I would like to see some corporate social responsibility taken by Linode on this matter, so dear Linode please investigate and cancel the offending accounts.
6 Replies
- Les
Spying has been going on since the beginning of time. The only thing that has changed since Snowden is that now everyone knows it instead of just a handful of tinfoil hat geeks. And like everything else, spying has gone high tech (aka "theres an app for that") and is on the web.
Reminds me of a scifi book I read a long time ago (can't remember the title or author), it's about a group of scientists that were trying to invent space travel or a weapon or something, and instead discover a way of watching (aka spying) on anyplace on the planet, no matter where or what type of shielding. The book then goes on to how it changes society (and mankind). Hopefully someone here knows which book I'm talking about - I'd like to read it again.
@vonskippy:
Meh - gotta say I don't really care.
Spying has been going on since the beginning of time. The only thing that has changed since Snowden is that now everyone knows it instead of just a handful of tinfoil hat geeks. And like everything else, spying has gone high tech (aka "theres an app for that") and is on the web.
Reminds me of a scifi book I read a long time ago (can't remember the title or author), it's about a group of scientists that were trying to invent space travel or a weapon or something, and instead discover a way of watching (aka spying) on anyplace on the planet, no matter where or what type of shielding. The book then goes on to how it changes society (and mankind). Hopefully someone here knows which book I'm talking about - I'd like to read it again.
You're thinking of "The Dead Past" by Isaac Asimov, a short story first published in the April 1956 issue of Astounding Science Fiction. It's quite a good story.
> Meh - gotta say I don't really care.
Sufficiently advanced apathy is indistinguishable from malevolence.

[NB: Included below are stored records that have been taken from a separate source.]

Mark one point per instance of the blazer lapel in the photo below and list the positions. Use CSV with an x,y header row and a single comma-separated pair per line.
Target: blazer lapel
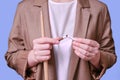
x,y
43,4
82,21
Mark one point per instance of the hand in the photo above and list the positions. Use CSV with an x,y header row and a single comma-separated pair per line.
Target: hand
x,y
41,50
87,50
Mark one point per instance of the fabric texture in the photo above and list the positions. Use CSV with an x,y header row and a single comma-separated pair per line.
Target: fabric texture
x,y
61,24
92,22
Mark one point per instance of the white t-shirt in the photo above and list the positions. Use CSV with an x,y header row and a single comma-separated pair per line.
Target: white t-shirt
x,y
62,20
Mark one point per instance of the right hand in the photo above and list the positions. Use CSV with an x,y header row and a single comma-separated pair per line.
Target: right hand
x,y
41,50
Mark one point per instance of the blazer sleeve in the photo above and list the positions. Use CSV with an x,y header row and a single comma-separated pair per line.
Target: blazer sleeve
x,y
16,55
107,49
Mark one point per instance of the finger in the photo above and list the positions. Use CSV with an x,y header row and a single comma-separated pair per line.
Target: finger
x,y
87,41
84,46
42,53
81,55
42,47
84,52
46,40
42,58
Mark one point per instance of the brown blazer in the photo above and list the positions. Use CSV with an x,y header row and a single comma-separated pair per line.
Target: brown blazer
x,y
92,22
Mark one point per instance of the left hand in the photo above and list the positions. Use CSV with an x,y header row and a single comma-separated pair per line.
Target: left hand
x,y
87,50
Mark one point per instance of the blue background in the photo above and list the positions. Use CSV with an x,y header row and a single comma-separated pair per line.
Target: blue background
x,y
7,12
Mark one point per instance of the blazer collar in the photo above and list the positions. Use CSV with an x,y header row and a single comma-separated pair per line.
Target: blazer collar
x,y
83,3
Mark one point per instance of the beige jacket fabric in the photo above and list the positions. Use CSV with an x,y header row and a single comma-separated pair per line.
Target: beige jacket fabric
x,y
92,22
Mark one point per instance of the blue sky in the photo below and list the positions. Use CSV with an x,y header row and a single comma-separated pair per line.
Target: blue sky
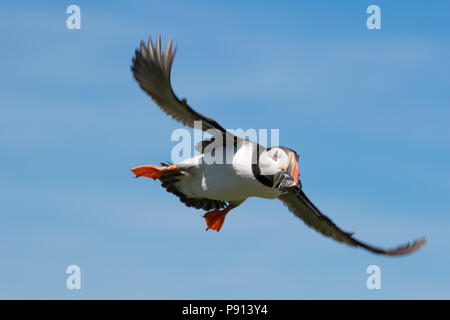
x,y
367,111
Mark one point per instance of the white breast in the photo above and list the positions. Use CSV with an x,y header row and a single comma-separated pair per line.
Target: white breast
x,y
228,182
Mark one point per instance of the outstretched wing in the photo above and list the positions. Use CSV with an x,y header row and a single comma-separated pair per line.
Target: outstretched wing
x,y
302,207
151,69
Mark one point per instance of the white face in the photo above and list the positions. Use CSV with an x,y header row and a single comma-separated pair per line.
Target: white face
x,y
273,161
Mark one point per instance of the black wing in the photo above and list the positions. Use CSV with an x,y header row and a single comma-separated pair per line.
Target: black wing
x,y
302,207
151,69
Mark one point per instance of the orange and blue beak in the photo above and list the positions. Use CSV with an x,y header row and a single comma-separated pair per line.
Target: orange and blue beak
x,y
292,169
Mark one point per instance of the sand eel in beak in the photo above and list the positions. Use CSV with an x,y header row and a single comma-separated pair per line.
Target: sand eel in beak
x,y
251,170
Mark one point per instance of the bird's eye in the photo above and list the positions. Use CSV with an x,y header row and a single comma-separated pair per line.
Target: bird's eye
x,y
275,155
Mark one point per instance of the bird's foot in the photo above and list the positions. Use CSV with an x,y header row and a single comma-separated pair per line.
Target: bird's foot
x,y
214,219
151,171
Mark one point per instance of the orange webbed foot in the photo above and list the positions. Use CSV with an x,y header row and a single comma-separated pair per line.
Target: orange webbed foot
x,y
215,219
151,171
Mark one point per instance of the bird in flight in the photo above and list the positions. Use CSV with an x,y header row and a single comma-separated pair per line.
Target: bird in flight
x,y
250,170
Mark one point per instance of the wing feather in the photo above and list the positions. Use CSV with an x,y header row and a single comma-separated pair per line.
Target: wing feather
x,y
298,203
151,69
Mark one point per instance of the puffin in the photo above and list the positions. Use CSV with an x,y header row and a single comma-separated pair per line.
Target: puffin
x,y
229,169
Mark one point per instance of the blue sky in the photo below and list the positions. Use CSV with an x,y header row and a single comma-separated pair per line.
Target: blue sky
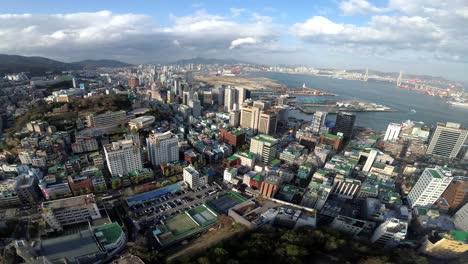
x,y
418,36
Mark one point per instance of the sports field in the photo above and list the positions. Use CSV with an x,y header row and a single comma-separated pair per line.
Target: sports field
x,y
180,224
202,215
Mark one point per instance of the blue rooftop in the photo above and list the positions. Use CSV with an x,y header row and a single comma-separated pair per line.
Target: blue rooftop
x,y
153,194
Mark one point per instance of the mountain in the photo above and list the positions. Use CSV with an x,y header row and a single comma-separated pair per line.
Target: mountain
x,y
37,66
93,64
199,60
34,65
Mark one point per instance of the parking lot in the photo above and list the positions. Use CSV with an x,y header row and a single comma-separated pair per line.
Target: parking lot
x,y
152,211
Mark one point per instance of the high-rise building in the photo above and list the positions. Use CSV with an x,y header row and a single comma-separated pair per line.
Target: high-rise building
x,y
69,211
318,121
390,232
122,157
162,148
393,131
344,124
264,147
447,140
234,118
460,219
429,187
133,82
230,98
456,194
107,120
193,178
267,123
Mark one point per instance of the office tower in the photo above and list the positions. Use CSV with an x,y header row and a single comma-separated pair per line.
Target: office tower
x,y
390,233
107,121
234,118
344,124
230,98
447,140
429,187
318,121
460,219
241,95
264,147
133,82
196,107
193,178
122,157
456,194
393,131
370,160
267,123
70,211
448,245
162,148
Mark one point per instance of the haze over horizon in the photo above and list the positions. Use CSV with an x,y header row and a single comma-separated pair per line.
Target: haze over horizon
x,y
420,37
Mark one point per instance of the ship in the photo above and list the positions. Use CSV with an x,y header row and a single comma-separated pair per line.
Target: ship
x,y
459,104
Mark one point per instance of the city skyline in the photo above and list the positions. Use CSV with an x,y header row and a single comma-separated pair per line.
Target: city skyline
x,y
420,37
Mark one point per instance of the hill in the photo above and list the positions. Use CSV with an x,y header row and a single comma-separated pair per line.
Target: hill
x,y
93,64
39,65
206,61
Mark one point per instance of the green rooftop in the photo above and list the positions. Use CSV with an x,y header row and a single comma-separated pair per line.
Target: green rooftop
x,y
108,234
435,173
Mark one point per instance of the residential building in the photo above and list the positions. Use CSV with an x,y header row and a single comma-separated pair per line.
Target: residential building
x,y
162,148
460,219
393,132
264,147
193,178
344,125
447,140
69,211
390,233
122,157
107,121
429,187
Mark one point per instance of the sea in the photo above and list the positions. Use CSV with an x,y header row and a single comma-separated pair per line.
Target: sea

In this case it is more than simply 'just spying'. This software is being used to target journalists, human rights groups and political dissidents who are working towards a better world.
From the report:
> Our analysis traces these proxy chains, and finds that US-based servers appear to assist the governments of Azerbaijan, Colombia, Ethiopia, Korea, Mexico, Morocco, Poland, Thailand, Uzbekistan, and the United Arab Emirates in their espionage and/or law enforcement operations. Azerbaijan, Ethiopia, and Uzbekistan receive the lowest ranking, “authoritarian,” in The Economist’s 2012 Democracy Index
For some of these people in some places this is literally a matter of life and death.